77. Breymann Redoubt continued

A square wrought iron fence surrounds a small monument with a downturned cannon beneath a riding boot.  The area is surrounded by trees and broken sunlight.

Breymann Redoubt, cont'd

The British army dug in after the fighting of the first battle on September 19th. Their western flank would be protected by two outworks known as “redoubts.” The larger of the two, the Balcarres Redoubt, was erected on the Freeman Farm, a little more than 500 yards south of here at Stop 6. That strong work was described earlier. 

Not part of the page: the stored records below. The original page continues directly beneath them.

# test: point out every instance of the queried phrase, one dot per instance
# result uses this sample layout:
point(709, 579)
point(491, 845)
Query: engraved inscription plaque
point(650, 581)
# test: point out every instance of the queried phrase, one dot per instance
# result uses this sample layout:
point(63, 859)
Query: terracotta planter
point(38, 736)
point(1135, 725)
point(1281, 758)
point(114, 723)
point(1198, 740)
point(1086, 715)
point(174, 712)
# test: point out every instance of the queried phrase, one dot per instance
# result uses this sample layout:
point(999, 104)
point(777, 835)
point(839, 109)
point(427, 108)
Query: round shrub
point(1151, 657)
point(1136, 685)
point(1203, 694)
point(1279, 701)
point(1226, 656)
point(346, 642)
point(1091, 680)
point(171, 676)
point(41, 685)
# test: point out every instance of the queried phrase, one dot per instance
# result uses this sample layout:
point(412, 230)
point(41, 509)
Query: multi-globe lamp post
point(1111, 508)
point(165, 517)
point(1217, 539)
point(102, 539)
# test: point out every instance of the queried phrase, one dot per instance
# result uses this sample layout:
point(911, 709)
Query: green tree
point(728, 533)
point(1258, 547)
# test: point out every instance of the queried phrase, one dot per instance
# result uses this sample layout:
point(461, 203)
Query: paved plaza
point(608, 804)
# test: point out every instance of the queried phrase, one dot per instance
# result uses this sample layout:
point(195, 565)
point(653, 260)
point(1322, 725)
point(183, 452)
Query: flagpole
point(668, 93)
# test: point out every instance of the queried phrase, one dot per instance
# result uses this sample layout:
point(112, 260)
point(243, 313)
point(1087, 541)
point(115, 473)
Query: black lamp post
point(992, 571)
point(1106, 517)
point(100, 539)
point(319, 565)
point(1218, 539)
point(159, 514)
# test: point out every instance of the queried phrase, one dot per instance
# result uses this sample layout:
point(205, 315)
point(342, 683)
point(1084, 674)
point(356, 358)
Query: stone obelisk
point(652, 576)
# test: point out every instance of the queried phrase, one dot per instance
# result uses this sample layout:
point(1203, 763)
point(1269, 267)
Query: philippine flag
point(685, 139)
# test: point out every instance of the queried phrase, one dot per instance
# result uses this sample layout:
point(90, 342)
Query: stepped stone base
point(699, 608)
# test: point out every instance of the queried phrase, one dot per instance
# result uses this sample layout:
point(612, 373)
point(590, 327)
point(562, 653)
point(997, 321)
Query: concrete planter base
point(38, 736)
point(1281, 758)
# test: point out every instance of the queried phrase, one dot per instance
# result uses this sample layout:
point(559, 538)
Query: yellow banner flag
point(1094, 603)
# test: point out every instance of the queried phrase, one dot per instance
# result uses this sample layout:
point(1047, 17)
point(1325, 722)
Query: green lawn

The second, known as the Breymann Redoubt, after Lieutenant Colonel Heinrich C. Breymann, commander of the Brunswick grenadiers, ran roughly north and south along the crest of the rise to your left. It was of lighter construction, apparently rail-like logs piled between uprights, with no earth packed against the outside. Mounting two 6-pounder cannon, it was about 300 yards long. 

On the morning of October 7th, many of the Loyalists and Brunswickers manning this redoubt accompanied General Fraser’s corps, which was to again probe the American left. This would leave a mixed group of only 200 Brunswick grenadiers, jaegers, and Loyalists to defend it. 

After General Fraser’s corps was stopped that afternoon in the wheatfield, most of the survivors retreated to the stronger Balcarres Redoubt, which was closer. The Breymann was then seriously undermanned. While the British and Germans retreated into their works, fresh American troops arrived from the American camp at Bemis Heights. 

Brigadier General John Patterson’s brigade, one of John Glover’s regiments, and the 5th and 6th Massachusetts from John Nixon’s brigade brought the number of Americans on the battlefield to more than 8,000. While General Poor’s men fought and died in front of the stronger Balcarres Redoubt, General Learned’s and Colonel Morgan’s men, reinforced by the fresh Massachusetts regiments, deployed to attack Burgoyne’s right flank, consisting of the Germans in the Breymann Redoubt and two companies of Canadian militia in the log cabins between the redoubt and the Freeman Farm. 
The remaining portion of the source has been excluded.